Helena Arturaleza – Dutch painter Helena speaks to the heart. Her paintings convey a yearning, a desire, and the capacity for a world of oneness where there is room for all of us. Her work embodies hope, and her brushstrokes are optimistic. If art is a language then Helena’s art speaks in the dialect of mother earth—loving and nurturing without being trite.
Mariela de la Paz – A Chilean-born mestiza, artist Mariela brings the vibrant colors of the natural world, of Latin America, and the visionary landscape to life in a way that is uniquely her own. Drawing inspiration from indigenous plant medicine practices, Mariela’s art showcases both the otherworldly forces and the elements we can see, feel, and touch in this earth-bound world. Her paintings are a rich slice of plant medicine life served with skill and powerfully polished with grace.
Brus Rubio – Through his works on canvas and llanchama (tree bark), indigenous Peruvian artist Brus shares the mythology, history, and culture of the Bora and Huitoto peoples and provides a rare view into the cosmology of these tribes of the Amazon basin. Brus conveys the fundamentality of the visionary states in everyday activities and in the natural world itself. The leaves look like leaves, and embedded in the leaves are feathers and birds with human bodies and things that our mind tells us “shouldn’t be there;” but our heart, when we see them, knows they are perfectly placed.
Geenss Archenti Flores – One of the new generation of Peruvian visionary artists coming out of the Tarapoto area of Peru, Archenti uses natural pigments he prepares from trees and medicinal plants in brushstrokes that powerfully portray the flight of light. Like the medicine itself, he enchants us with mesmerizing pinpoints, feathers so textured you want to reach over and touch them, repeating designs fading into infinity, and faces and flowers both lifelike and adorned with that ayahuasca visionary quality that cannot be explained in words. Archenti uses actual medicine pigments in his pieces and often paints on handmade banana leaf paper, an organic offering that brings the Amazon to us in the art pieces themselves. Archenti reminds us that we need this kind of communication—the one that speaks to us in the language of art.

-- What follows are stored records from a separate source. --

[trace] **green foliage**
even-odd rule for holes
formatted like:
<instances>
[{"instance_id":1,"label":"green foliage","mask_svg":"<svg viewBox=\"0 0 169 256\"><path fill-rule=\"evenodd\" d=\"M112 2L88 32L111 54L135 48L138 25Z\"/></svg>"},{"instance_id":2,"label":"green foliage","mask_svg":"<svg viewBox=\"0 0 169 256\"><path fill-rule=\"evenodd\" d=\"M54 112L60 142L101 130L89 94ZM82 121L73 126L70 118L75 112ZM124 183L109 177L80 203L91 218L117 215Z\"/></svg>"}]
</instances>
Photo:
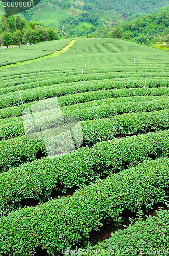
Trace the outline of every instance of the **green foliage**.
<instances>
[{"instance_id":1,"label":"green foliage","mask_svg":"<svg viewBox=\"0 0 169 256\"><path fill-rule=\"evenodd\" d=\"M168 251L169 214L166 210L156 211L157 216L147 216L145 221L139 220L130 225L126 229L118 230L112 234L111 238L104 242L99 243L88 250L96 251L97 255L102 255L102 251L107 250L114 251L116 255L126 251L127 255L140 255L148 252L150 254L162 255ZM118 252L119 252L119 253ZM138 254L139 253L139 254Z\"/></svg>"},{"instance_id":2,"label":"green foliage","mask_svg":"<svg viewBox=\"0 0 169 256\"><path fill-rule=\"evenodd\" d=\"M13 44L12 35L9 32L3 32L2 33L2 38L4 44L5 46L7 47Z\"/></svg>"},{"instance_id":3,"label":"green foliage","mask_svg":"<svg viewBox=\"0 0 169 256\"><path fill-rule=\"evenodd\" d=\"M112 38L121 38L122 37L122 30L120 28L114 28L112 31Z\"/></svg>"},{"instance_id":4,"label":"green foliage","mask_svg":"<svg viewBox=\"0 0 169 256\"><path fill-rule=\"evenodd\" d=\"M0 31L1 29L4 31L2 35L5 40L4 45L6 46L13 43L15 45L20 42L35 44L42 40L59 39L55 30L52 28L46 28L41 23L35 21L28 22L22 19L19 16L8 16L6 14L3 15L1 20ZM11 37L13 37L13 41L11 41Z\"/></svg>"},{"instance_id":5,"label":"green foliage","mask_svg":"<svg viewBox=\"0 0 169 256\"><path fill-rule=\"evenodd\" d=\"M119 223L124 210L135 212L141 206L149 210L153 203L164 202L168 196L164 188L168 187L168 158L145 162L111 174L103 181L77 190L72 196L60 197L36 207L2 216L1 255L12 256L21 251L29 255L35 252L35 248L41 247L54 256L62 253L63 248L70 249L80 243L85 245L90 232L99 230L107 218ZM44 176L44 183L46 178ZM165 218L163 222L166 233ZM160 239L157 240L157 245ZM150 243L152 240L149 239Z\"/></svg>"},{"instance_id":6,"label":"green foliage","mask_svg":"<svg viewBox=\"0 0 169 256\"><path fill-rule=\"evenodd\" d=\"M0 207L8 211L21 206L24 199L42 202L53 189L62 192L74 185L89 184L111 172L167 156L168 152L168 131L164 131L99 143L90 149L25 163L0 175Z\"/></svg>"}]
</instances>

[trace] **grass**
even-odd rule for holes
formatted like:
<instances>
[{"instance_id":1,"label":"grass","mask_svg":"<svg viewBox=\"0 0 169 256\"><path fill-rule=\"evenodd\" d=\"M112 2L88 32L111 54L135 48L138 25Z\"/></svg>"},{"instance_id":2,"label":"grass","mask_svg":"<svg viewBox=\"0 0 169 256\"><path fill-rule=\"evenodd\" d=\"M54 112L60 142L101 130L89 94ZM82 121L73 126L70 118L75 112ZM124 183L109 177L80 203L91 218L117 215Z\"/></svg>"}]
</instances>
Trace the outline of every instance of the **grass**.
<instances>
[{"instance_id":1,"label":"grass","mask_svg":"<svg viewBox=\"0 0 169 256\"><path fill-rule=\"evenodd\" d=\"M89 11L94 14L98 15L102 20L110 19L112 20L116 19L120 22L123 21L121 12L111 12L103 10L97 10L96 9L90 9Z\"/></svg>"},{"instance_id":2,"label":"grass","mask_svg":"<svg viewBox=\"0 0 169 256\"><path fill-rule=\"evenodd\" d=\"M169 46L163 46L163 43L158 42L151 46L151 47L153 47L153 48L156 48L158 50L162 50L162 51L166 51L166 52L169 52Z\"/></svg>"},{"instance_id":3,"label":"grass","mask_svg":"<svg viewBox=\"0 0 169 256\"><path fill-rule=\"evenodd\" d=\"M86 26L86 27L91 28L93 25L92 23L88 22L79 22L79 23L77 25L75 28L73 28L73 30L75 31L77 31L77 30L80 31L83 29L83 26Z\"/></svg>"},{"instance_id":4,"label":"grass","mask_svg":"<svg viewBox=\"0 0 169 256\"><path fill-rule=\"evenodd\" d=\"M49 27L58 29L59 23L68 18L71 15L75 16L81 13L81 11L70 7L63 9L52 3L48 3L44 7L38 9L33 14L32 20L41 22Z\"/></svg>"}]
</instances>

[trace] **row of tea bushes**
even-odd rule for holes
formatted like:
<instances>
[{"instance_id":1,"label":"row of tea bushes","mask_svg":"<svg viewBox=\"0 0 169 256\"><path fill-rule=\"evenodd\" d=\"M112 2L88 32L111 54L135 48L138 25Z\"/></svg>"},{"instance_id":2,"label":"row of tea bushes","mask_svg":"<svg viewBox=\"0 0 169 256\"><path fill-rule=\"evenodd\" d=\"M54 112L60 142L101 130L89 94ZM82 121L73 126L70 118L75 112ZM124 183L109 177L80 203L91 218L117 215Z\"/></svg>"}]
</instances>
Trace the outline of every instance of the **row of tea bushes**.
<instances>
[{"instance_id":1,"label":"row of tea bushes","mask_svg":"<svg viewBox=\"0 0 169 256\"><path fill-rule=\"evenodd\" d=\"M164 110L133 113L110 118L82 121L83 140L85 144L95 143L114 139L115 136L122 137L168 129L168 111ZM57 126L55 123L53 123L54 120L52 121L52 118L50 122L48 120L46 123L43 121L44 129ZM3 119L0 124L1 140L25 135L21 117Z\"/></svg>"},{"instance_id":2,"label":"row of tea bushes","mask_svg":"<svg viewBox=\"0 0 169 256\"><path fill-rule=\"evenodd\" d=\"M104 242L94 247L89 246L86 250L95 252L97 250L98 255L103 255L104 252L108 256L113 254L117 256L125 254L130 256L134 254L167 255L169 212L166 210L160 210L156 213L157 216L147 216L145 221L139 220L134 225L130 225L126 229L119 230ZM80 251L82 251L82 249L79 249L79 252Z\"/></svg>"},{"instance_id":3,"label":"row of tea bushes","mask_svg":"<svg viewBox=\"0 0 169 256\"><path fill-rule=\"evenodd\" d=\"M44 94L44 95L45 94ZM83 102L88 102L89 101L93 101L96 100L108 99L110 98L118 98L118 97L127 97L127 100L131 101L132 99L129 99L129 97L134 96L168 96L169 95L169 88L164 87L160 88L131 88L131 89L122 89L119 90L99 90L94 91L92 92L88 92L84 93L77 93L72 95L67 95L58 98L58 102L60 106L64 106L67 105L71 105L78 103L81 103ZM27 93L27 96L29 94ZM35 95L34 95L35 96ZM53 95L53 97L55 95ZM17 98L18 98L18 96ZM39 96L38 96L39 97ZM10 102L12 102L12 100L11 98L7 97ZM32 96L30 96L31 100L33 100L34 98ZM46 99L45 97L43 98L43 95L40 99L37 96L35 100L37 99L43 100ZM19 98L20 99L20 98ZM5 98L2 97L2 106L4 107L3 109L0 109L0 118L5 119L11 117L13 116L22 116L24 111L28 108L29 105L32 104L35 104L37 101L33 101L28 104L24 104L23 105L20 104L20 99L19 100L18 99L18 103L19 105L16 106L6 107L6 104L8 105L8 102L5 102ZM136 99L137 100L138 98ZM120 99L119 100L115 100L116 101L120 100L120 102L123 102L123 100L125 102L125 99L123 100ZM0 98L1 101L1 98ZM4 106L3 103L4 102ZM94 103L93 103L94 104Z\"/></svg>"},{"instance_id":4,"label":"row of tea bushes","mask_svg":"<svg viewBox=\"0 0 169 256\"><path fill-rule=\"evenodd\" d=\"M7 212L16 209L30 199L42 202L53 189L65 191L145 160L168 156L168 135L167 130L122 138L10 169L0 174L0 209Z\"/></svg>"},{"instance_id":5,"label":"row of tea bushes","mask_svg":"<svg viewBox=\"0 0 169 256\"><path fill-rule=\"evenodd\" d=\"M79 243L85 245L91 231L99 230L106 220L119 223L124 210L135 212L142 206L149 210L153 204L165 202L168 195L168 166L167 158L144 162L77 190L72 196L2 216L0 255L28 256L41 247L49 255L56 256L64 249L70 250ZM162 219L165 233L167 222L164 216ZM153 235L156 237L154 231L149 236L145 230L144 234L148 238L151 236L152 240ZM134 240L136 238L135 234ZM160 239L158 237L156 244ZM124 237L122 241L125 241ZM151 239L149 241L151 243Z\"/></svg>"}]
</instances>

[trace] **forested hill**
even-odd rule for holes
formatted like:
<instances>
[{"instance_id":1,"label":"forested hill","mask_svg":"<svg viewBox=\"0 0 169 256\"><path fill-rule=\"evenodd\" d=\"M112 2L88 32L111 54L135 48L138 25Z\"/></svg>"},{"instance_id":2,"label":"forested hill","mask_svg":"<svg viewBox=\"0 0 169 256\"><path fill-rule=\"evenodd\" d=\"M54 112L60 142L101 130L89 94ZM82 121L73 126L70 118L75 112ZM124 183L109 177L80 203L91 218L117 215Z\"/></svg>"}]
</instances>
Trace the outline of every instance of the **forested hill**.
<instances>
[{"instance_id":1,"label":"forested hill","mask_svg":"<svg viewBox=\"0 0 169 256\"><path fill-rule=\"evenodd\" d=\"M96 14L103 24L123 22L134 15L148 14L163 8L168 0L41 0L37 5L20 14L27 20L42 22L58 30L64 21L89 12ZM0 1L0 16L4 13ZM86 20L84 20L84 22ZM108 23L107 22L108 21ZM80 25L92 26L92 23Z\"/></svg>"},{"instance_id":2,"label":"forested hill","mask_svg":"<svg viewBox=\"0 0 169 256\"><path fill-rule=\"evenodd\" d=\"M107 11L117 10L132 15L138 12L149 13L166 4L163 0L82 0L84 7Z\"/></svg>"},{"instance_id":3,"label":"forested hill","mask_svg":"<svg viewBox=\"0 0 169 256\"><path fill-rule=\"evenodd\" d=\"M122 38L146 45L169 41L169 10L142 15L117 26L97 28L89 36Z\"/></svg>"}]
</instances>

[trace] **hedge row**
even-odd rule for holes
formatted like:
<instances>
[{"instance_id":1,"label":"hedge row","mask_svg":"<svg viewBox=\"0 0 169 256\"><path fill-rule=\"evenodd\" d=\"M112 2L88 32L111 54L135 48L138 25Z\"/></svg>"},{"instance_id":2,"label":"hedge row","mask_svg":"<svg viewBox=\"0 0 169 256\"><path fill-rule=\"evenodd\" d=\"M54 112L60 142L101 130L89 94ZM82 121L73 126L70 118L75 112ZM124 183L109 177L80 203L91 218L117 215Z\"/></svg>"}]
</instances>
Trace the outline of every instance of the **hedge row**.
<instances>
[{"instance_id":1,"label":"hedge row","mask_svg":"<svg viewBox=\"0 0 169 256\"><path fill-rule=\"evenodd\" d=\"M165 202L168 166L166 158L145 162L111 174L72 196L2 216L0 255L28 256L41 247L56 256L64 249L85 245L91 231L99 230L106 220L119 223L125 210L136 212L144 206L148 210L154 203Z\"/></svg>"},{"instance_id":2,"label":"hedge row","mask_svg":"<svg viewBox=\"0 0 169 256\"><path fill-rule=\"evenodd\" d=\"M63 116L76 116L82 121L108 118L116 115L133 112L153 111L169 109L169 102L166 100L152 100L139 102L107 104L102 106L63 111Z\"/></svg>"},{"instance_id":3,"label":"hedge row","mask_svg":"<svg viewBox=\"0 0 169 256\"><path fill-rule=\"evenodd\" d=\"M16 121L11 122L9 118L10 122L0 125L0 140L24 135L23 123L20 120L21 119L17 118ZM54 124L48 121L43 123L46 129ZM114 139L117 136L122 137L169 129L169 110L124 114L113 118L82 121L81 125L84 143L93 144Z\"/></svg>"},{"instance_id":4,"label":"hedge row","mask_svg":"<svg viewBox=\"0 0 169 256\"><path fill-rule=\"evenodd\" d=\"M31 79L31 78L35 78L38 77L40 77L44 75L47 75L48 76L50 76L50 77L53 77L53 75L56 75L57 76L58 75L61 75L61 76L62 75L65 75L65 73L68 75L75 75L75 74L81 74L81 70L79 71L79 67L77 68L75 68L74 67L73 69L70 69L70 67L65 67L65 69L59 69L57 71L56 71L56 68L53 68L53 67L47 67L46 66L43 67L43 68L45 68L45 69L41 69L41 70L37 70L34 69L34 70L30 70L30 69L27 69L26 67L22 67L22 70L23 68L25 68L23 70L23 72L24 73L24 77L25 77L25 79ZM42 67L41 67L42 68ZM59 66L58 66L59 68ZM65 69L65 68L67 68ZM149 67L147 66L146 68L145 66L139 66L139 67L134 67L133 66L133 69L134 70L134 71L136 72L140 72L140 77L144 77L143 74L143 68L146 69L146 71L147 72L149 72L150 71L152 71L152 68L153 68L153 71L155 71L157 75L156 77L154 78L155 79L157 79L157 77L158 76L158 72L161 72L161 70L163 68L165 68L165 65L160 65L158 67L155 68L155 67L153 67L152 66L150 66ZM102 67L102 69L99 69L98 68L98 67L93 67L92 68L90 67L88 67L88 68L86 68L85 70L84 70L84 72L85 72L86 74L93 74L94 73L112 73L112 72L128 72L130 68L128 67L128 68L126 69L126 67L124 67L124 65L122 63L119 63L119 65L118 65L118 67L114 67L112 69L110 69L110 67L108 67L108 68L104 68L103 67ZM130 70L131 71L131 70ZM79 73L80 72L80 73ZM7 86L13 86L15 84L15 81L12 81L11 82L10 81L11 80L12 80L12 78L13 77L15 79L17 80L17 81L19 81L19 78L20 78L20 71L15 69L15 70L13 70L13 72L11 73L10 70L8 70L8 73L6 72L4 74L2 74L2 82L5 82L7 80L8 80L9 84L6 83ZM52 77L53 78L53 77ZM130 78L130 79L132 78ZM154 80L154 79L153 79ZM21 82L24 83L25 82L25 79L23 80L23 81L21 81ZM18 83L18 84L19 84ZM3 83L3 86L4 85L4 83ZM6 87L6 86L4 86ZM4 86L3 86L4 87Z\"/></svg>"},{"instance_id":5,"label":"hedge row","mask_svg":"<svg viewBox=\"0 0 169 256\"><path fill-rule=\"evenodd\" d=\"M8 212L33 199L43 202L53 189L65 191L96 179L169 154L169 131L122 138L52 159L45 158L0 174L0 209Z\"/></svg>"},{"instance_id":6,"label":"hedge row","mask_svg":"<svg viewBox=\"0 0 169 256\"><path fill-rule=\"evenodd\" d=\"M9 168L18 167L22 163L31 162L40 158L40 156L41 157L46 156L46 146L48 150L50 147L52 154L55 154L54 152L53 152L55 148L54 145L60 151L60 154L63 154L65 149L63 146L61 148L59 146L56 145L58 141L61 141L63 145L66 144L67 146L70 147L69 134L66 138L66 134L64 134L63 138L60 137L56 141L55 137L52 137L52 134L54 131L57 131L57 126L55 129L53 127L55 124L52 123L52 122L50 123L47 120L46 123L43 123L43 125L46 125L48 128L51 125L52 129L51 131L44 131L44 138L45 135L48 137L48 134L50 133L50 138L47 143L46 142L46 146L42 141L32 140L26 139L26 136L0 142L1 172L6 172ZM114 118L84 121L81 124L83 138L83 145L93 145L97 142L114 139L116 136L120 137L145 134L169 129L169 111L165 110L150 113L131 113ZM17 125L14 123L14 125L12 123L2 125L0 129L1 139L10 139L11 137L15 138L24 134L22 122L18 122ZM32 133L36 131L31 131ZM77 136L78 132L76 139L80 141L80 138L78 139ZM58 143L58 144L60 144L60 143Z\"/></svg>"},{"instance_id":7,"label":"hedge row","mask_svg":"<svg viewBox=\"0 0 169 256\"><path fill-rule=\"evenodd\" d=\"M143 83L144 81L142 82L142 87L143 87ZM162 86L165 86L165 83L162 82ZM87 86L85 83L82 83L80 85L77 84L76 86L73 84L71 86L70 85L66 87L60 86L58 88L57 85L52 83L51 86L48 85L48 86L45 87L21 90L20 92L23 101L26 103L35 100L41 100L54 96L60 97L66 95L75 94L78 93L115 87L115 86L108 84L104 86L104 84L101 83L100 84L99 83L98 84L97 83L92 84L89 87ZM0 104L1 108L20 105L21 102L17 88L16 88L15 92L10 92L5 95L0 95Z\"/></svg>"},{"instance_id":8,"label":"hedge row","mask_svg":"<svg viewBox=\"0 0 169 256\"><path fill-rule=\"evenodd\" d=\"M73 95L59 97L58 98L58 100L60 106L64 106L104 98L129 97L144 95L164 96L168 95L169 88L165 87L160 88L131 88L88 92ZM54 96L52 95L52 97L54 97ZM51 95L50 96L51 97ZM43 98L42 96L41 98L39 99L44 99L44 98ZM127 99L129 100L129 99ZM122 99L119 100L121 102ZM29 104L24 104L24 105L0 109L0 118L4 119L13 116L22 116L24 111L29 105L36 103L36 101L34 101ZM4 103L5 104L5 102Z\"/></svg>"},{"instance_id":9,"label":"hedge row","mask_svg":"<svg viewBox=\"0 0 169 256\"><path fill-rule=\"evenodd\" d=\"M82 103L76 104L75 105L66 106L66 107L62 107L61 108L61 111L64 112L64 111L67 111L68 110L74 110L77 109L84 109L89 107L97 106L99 105L103 105L104 104L108 103L119 103L124 102L138 102L138 101L146 101L150 100L156 100L159 99L163 99L167 100L168 96L133 96L133 97L124 97L120 98L110 98L108 99L104 99L101 100L94 100L92 101L89 101ZM59 99L61 99L60 98ZM60 101L61 100L59 100ZM26 106L26 105L25 105ZM28 107L29 105L26 105ZM37 110L41 110L37 109ZM4 134L4 135L6 134L10 135L10 130L12 130L12 134L14 132L15 127L16 128L16 131L18 130L19 132L19 130L18 129L18 126L19 126L20 130L20 134L23 134L23 127L21 127L20 122L22 121L22 117L14 117L12 118L8 118L6 119L0 120L0 125L1 126L1 129L0 130L0 138L4 137L4 136L2 136L1 135ZM11 127L10 127L11 126ZM4 133L5 132L5 133ZM18 132L17 133L18 134ZM16 136L15 136L16 137ZM7 135L8 138L8 135ZM12 137L9 137L13 138Z\"/></svg>"},{"instance_id":10,"label":"hedge row","mask_svg":"<svg viewBox=\"0 0 169 256\"><path fill-rule=\"evenodd\" d=\"M98 255L103 255L103 252L107 250L108 256L111 256L113 252L116 255L121 256L125 254L125 252L130 255L134 255L133 252L135 255L167 255L169 213L166 210L156 212L157 216L147 216L145 221L139 220L126 229L118 230L105 241L94 247L88 246L87 250L97 250ZM82 250L79 249L79 252Z\"/></svg>"},{"instance_id":11,"label":"hedge row","mask_svg":"<svg viewBox=\"0 0 169 256\"><path fill-rule=\"evenodd\" d=\"M20 75L17 78L14 77L14 79L12 80L9 79L9 80L6 79L4 80L4 82L2 83L2 88L6 88L6 90L10 90L10 88L15 87L15 86L19 86L21 88L23 86L23 88L26 88L27 87L27 89L31 88L33 87L44 87L49 85L52 85L53 84L61 84L61 83L67 83L70 82L80 82L83 81L89 81L91 83L93 83L92 80L101 80L104 79L114 79L113 84L118 86L117 82L115 80L121 79L121 81L119 81L119 84L121 84L121 85L125 86L124 83L125 80L126 82L126 86L129 87L131 87L132 84L135 84L137 87L137 83L138 83L139 86L143 86L143 83L144 83L144 80L145 77L145 75L143 74L143 72L137 72L136 71L134 71L132 72L131 70L129 72L107 72L107 73L103 73L102 70L101 71L98 72L98 71L84 71L83 70L83 75L82 75L82 70L79 71L73 70L72 71L70 70L66 70L64 71L61 70L61 72L58 71L56 72L56 69L53 72L48 73L45 74L46 72L43 72L41 73L40 77L38 77L36 75L35 76L32 76L31 77L23 77L23 80L22 79L21 76ZM94 73L95 75L94 75ZM154 76L154 74L156 74L156 76ZM25 73L24 72L24 74ZM164 86L164 83L166 84L165 86L168 85L168 81L167 81L167 76L166 75L166 73L160 73L160 75L157 74L157 72L153 72L151 73L148 73L149 77L147 79L146 82L147 86L153 87L154 86ZM65 75L66 77L65 77ZM134 79L133 78L133 76L134 76ZM49 77L50 77L49 78ZM128 81L126 81L128 79ZM2 81L2 82L3 81ZM111 82L112 81L111 81ZM118 82L118 81L117 81ZM38 86L37 86L38 84ZM163 84L163 85L162 85ZM3 89L2 89L3 91Z\"/></svg>"},{"instance_id":12,"label":"hedge row","mask_svg":"<svg viewBox=\"0 0 169 256\"><path fill-rule=\"evenodd\" d=\"M25 136L0 142L0 172L18 167L25 162L46 156L45 145L41 140L32 140Z\"/></svg>"}]
</instances>

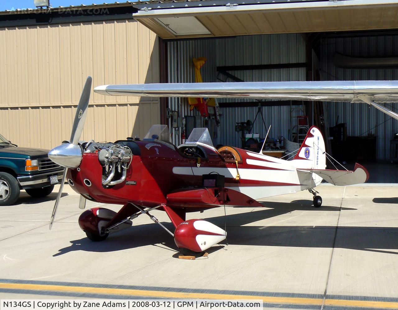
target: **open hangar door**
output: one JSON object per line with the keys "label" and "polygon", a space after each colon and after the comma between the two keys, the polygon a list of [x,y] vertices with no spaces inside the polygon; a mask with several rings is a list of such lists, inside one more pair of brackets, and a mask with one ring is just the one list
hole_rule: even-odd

Trina Brammah – English-born artist, mother of two, and founder and director of Sachaqa Centro de Arte, an ecological art retreat and art residency center in the Peruvian Amazon, Trina paints with natural, found pigments from earth and rocks that she personally wildcrafts. Viewing her art, we can feel the earth and the rocks and her love and respect for the natural world emanating from the canvas. Trina’s work is soft and sweet and strong. The light in her work seems to be shining down from the sun itself and pouring out from within the plant, animal, and human beings she depicts. She calls us to taste the sweetness of the beings, and ultimately, through her art, calls us to connect with the sweetness within each of us.